Les efforts d’Hamed Bakayoko vont porter sur la réforme organique et structurelle de l’armée ivoirienne. On peut la résumer autour de quatre axes majeurs : la restructuration des effectifs, la rationalisation (et la formation) des chaînes de commandement, l’amélioration des conditions de vie des soldats et la création de doctrines d’emploi des forces. Aujourd’hui, ces objectifs sont partiellement remplis même si ils sont encore inachevés. En outre, la montée en puissance du renseignement, fondamentale, doit encore faire l’objet d’une prise en compte plus volontaire. Cependant, on doit insister sur une certaine lucidité qui prévaut aux réformes des forces de sécurité ivoiriennes. Une exception comparée à nombreux pays africains qui privilégie souvent l’incrémentation matérielle au détriment de la formation, et la copie des modèles d’armée occidentaux inadaptés à leurs contextes opérationnels régionaux. Une approche rare qui rappelle celle entreprise par la Mauritanie dans les années 2000, avec le succès important qui lui est associé, le pays ayant presque totalement éradiqué la menace djihadiste de son sol tout en favorisant l’unité nationale via son institution militaire. Enfin, on doit également constater une composition de plus en plus multiethnique, facteur de cohésion nationale. À ce titre, les réformes conduites sous Hamed Bakayoko pourraient faire figure de game changer pour des armées jusqu’ici cantonnées à un rôle de répression et prises dans un cycle ethnique inapte à créer un vrai lien armée-nation.

En définitive, la Côte d’Ivoire semble prendre en compte avec lucidité les menaces auxquelles elle est confrontée. Les éléments en présence peuvent faire douter d’une perte de contrôle progressive – ou brutale – de son territoire au profit de sanctuaires territoriaux (ou de cellules clandestines) répondant aux GAT sahéliens ou Boko Haram. Toutefois, il n’est pas interdit de craindre la propagation d’un terrorisme endogène même si ses liens avec les GAT du Sahel restent ténus. Il n’en demeure pas moins que les faisceaux de menaces sont nombreux et exploitables par un adversaire déterminé. Pour le moment, la Côte d’Ivoire semble prendre le chemin de la stabilisation, qui s’avérera décisive pour la suite des opérations dans le Sahel.

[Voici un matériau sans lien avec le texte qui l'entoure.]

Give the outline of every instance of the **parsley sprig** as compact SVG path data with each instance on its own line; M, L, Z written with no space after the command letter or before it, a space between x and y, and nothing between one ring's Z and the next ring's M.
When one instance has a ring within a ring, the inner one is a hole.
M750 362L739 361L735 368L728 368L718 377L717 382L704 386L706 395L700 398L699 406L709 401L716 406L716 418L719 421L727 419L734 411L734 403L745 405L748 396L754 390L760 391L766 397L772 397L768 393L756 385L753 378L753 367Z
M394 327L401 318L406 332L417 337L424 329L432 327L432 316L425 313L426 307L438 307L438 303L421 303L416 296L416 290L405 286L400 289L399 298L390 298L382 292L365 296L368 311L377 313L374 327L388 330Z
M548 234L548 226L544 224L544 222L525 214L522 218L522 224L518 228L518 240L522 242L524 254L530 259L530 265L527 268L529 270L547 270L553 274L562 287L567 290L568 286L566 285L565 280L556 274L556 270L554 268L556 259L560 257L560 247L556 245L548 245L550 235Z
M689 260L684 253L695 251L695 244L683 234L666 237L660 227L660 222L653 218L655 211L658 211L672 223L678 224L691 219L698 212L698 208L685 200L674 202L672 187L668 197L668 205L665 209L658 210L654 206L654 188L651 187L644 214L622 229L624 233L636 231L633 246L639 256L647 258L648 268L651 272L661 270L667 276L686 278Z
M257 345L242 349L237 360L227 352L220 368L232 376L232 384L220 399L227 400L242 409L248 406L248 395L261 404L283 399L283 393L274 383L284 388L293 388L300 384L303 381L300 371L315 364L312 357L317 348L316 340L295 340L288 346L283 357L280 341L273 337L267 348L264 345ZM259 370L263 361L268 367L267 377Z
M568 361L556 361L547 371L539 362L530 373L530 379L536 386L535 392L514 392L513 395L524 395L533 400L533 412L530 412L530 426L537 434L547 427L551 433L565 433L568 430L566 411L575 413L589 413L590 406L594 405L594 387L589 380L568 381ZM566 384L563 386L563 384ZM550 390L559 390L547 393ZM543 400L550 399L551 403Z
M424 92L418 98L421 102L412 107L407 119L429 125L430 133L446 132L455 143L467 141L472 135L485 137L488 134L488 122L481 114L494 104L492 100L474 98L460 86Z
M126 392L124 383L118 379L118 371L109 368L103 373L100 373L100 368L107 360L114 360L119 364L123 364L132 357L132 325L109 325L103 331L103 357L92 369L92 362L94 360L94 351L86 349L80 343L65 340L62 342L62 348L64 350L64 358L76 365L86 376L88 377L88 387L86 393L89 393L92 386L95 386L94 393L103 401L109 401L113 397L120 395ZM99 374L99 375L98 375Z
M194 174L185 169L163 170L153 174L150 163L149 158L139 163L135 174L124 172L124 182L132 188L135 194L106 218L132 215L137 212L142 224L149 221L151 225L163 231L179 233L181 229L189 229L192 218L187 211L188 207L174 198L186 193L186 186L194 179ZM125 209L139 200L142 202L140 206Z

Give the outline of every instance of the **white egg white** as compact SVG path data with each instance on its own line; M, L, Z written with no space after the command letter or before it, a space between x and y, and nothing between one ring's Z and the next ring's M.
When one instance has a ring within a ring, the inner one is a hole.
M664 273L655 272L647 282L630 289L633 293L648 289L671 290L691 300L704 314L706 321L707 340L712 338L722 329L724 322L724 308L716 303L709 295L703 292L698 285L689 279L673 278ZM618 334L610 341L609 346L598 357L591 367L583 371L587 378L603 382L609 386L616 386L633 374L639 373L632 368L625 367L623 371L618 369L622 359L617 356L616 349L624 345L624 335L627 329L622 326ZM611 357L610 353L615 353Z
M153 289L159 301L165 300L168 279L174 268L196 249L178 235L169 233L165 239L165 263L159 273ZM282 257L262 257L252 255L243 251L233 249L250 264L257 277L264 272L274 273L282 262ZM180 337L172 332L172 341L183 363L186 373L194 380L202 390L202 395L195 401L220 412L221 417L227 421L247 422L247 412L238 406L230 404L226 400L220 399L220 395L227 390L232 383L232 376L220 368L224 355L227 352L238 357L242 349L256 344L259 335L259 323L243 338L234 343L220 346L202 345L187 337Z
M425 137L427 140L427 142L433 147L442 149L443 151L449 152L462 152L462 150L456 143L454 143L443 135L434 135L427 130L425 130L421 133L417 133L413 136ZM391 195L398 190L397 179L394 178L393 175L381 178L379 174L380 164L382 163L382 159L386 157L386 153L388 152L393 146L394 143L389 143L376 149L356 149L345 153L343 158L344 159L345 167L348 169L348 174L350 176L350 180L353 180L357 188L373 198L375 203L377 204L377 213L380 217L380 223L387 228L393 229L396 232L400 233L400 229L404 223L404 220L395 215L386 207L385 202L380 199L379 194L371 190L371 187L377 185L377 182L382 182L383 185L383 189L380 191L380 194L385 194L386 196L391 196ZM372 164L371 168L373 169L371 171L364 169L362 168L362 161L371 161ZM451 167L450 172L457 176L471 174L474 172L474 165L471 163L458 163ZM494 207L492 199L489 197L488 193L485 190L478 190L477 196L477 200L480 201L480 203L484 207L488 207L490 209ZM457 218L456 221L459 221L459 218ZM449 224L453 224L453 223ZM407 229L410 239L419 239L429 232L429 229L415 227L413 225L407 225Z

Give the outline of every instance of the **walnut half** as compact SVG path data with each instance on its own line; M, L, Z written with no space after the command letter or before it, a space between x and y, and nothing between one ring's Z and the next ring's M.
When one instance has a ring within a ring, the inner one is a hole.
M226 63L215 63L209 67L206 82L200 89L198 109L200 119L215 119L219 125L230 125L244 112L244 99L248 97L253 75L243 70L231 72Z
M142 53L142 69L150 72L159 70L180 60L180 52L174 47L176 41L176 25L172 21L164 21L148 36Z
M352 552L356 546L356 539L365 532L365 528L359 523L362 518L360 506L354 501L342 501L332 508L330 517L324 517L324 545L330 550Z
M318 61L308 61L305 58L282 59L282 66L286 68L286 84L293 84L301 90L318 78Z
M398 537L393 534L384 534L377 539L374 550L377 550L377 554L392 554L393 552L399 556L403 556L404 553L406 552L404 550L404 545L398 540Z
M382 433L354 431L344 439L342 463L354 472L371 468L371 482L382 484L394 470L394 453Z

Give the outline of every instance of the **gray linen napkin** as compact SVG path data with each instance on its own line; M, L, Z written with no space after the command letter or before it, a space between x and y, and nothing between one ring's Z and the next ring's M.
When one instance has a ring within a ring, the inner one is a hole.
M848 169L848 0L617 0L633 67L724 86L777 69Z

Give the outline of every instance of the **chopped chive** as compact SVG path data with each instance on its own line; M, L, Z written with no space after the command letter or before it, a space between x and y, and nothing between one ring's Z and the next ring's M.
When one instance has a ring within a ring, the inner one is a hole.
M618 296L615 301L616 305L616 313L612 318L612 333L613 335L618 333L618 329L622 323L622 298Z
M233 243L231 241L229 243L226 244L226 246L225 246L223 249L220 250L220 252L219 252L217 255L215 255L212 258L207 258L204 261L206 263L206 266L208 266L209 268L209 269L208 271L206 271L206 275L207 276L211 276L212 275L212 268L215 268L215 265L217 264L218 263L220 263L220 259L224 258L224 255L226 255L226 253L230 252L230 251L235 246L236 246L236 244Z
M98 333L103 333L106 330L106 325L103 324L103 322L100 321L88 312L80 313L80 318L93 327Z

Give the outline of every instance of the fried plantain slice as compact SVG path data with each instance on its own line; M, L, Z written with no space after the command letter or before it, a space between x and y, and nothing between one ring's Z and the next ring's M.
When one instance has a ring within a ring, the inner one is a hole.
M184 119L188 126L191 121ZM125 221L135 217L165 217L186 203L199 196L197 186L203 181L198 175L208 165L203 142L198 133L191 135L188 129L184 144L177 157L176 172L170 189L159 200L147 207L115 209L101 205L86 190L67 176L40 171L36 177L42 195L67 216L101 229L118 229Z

Toutefois, de nombreux enjeux dépendront de l’élection présidentielle de novembre. La candidature d’Alassane Ouattara, bien que légale, est loin de faire consensus et a récemment fait exploser le Rassemblement des houphouëtistes pour la démocratie et la paix (RHDP)[3], grosso modo l’ancien PDCI. Dès lors le jeu électoral s’est de nouveau morcelé sur une base ethnique similaire à l’année 2000… Combiné avec les revendications des partisans du FPI de Laurent Gbagbo qui réclament son retour ou bien ceux de Guillaume Soro (également exilé), la situation pourrait devenir explosive, ruinant en partie près de dix ans d’efforts. On peut cependant contrebalancer ce constat alarmiste en rappelant le travail réalisé, indéniable même si encore insuffisant, depuis 2011. Une entreprise de réconciliation nationale, débarrassée de certains non-dits de l’ère Houphouët-Boigny, qui pourrait être en mesure d’absorber partiellement une éventuelle crise postélectorale.

 

[1] Due à l’écart des deux principaux opposants Alassane Ouattara (Dioula musulman) et Henri Konan Bédié (Baoulé catholique).

[2] En outre le chef de la rébellion nordiste, Guillaume Soro, est un Sénoufo, mais de confession catholique.

[3] Dont le chef de file des Baoulés, Henri Konan Bédié.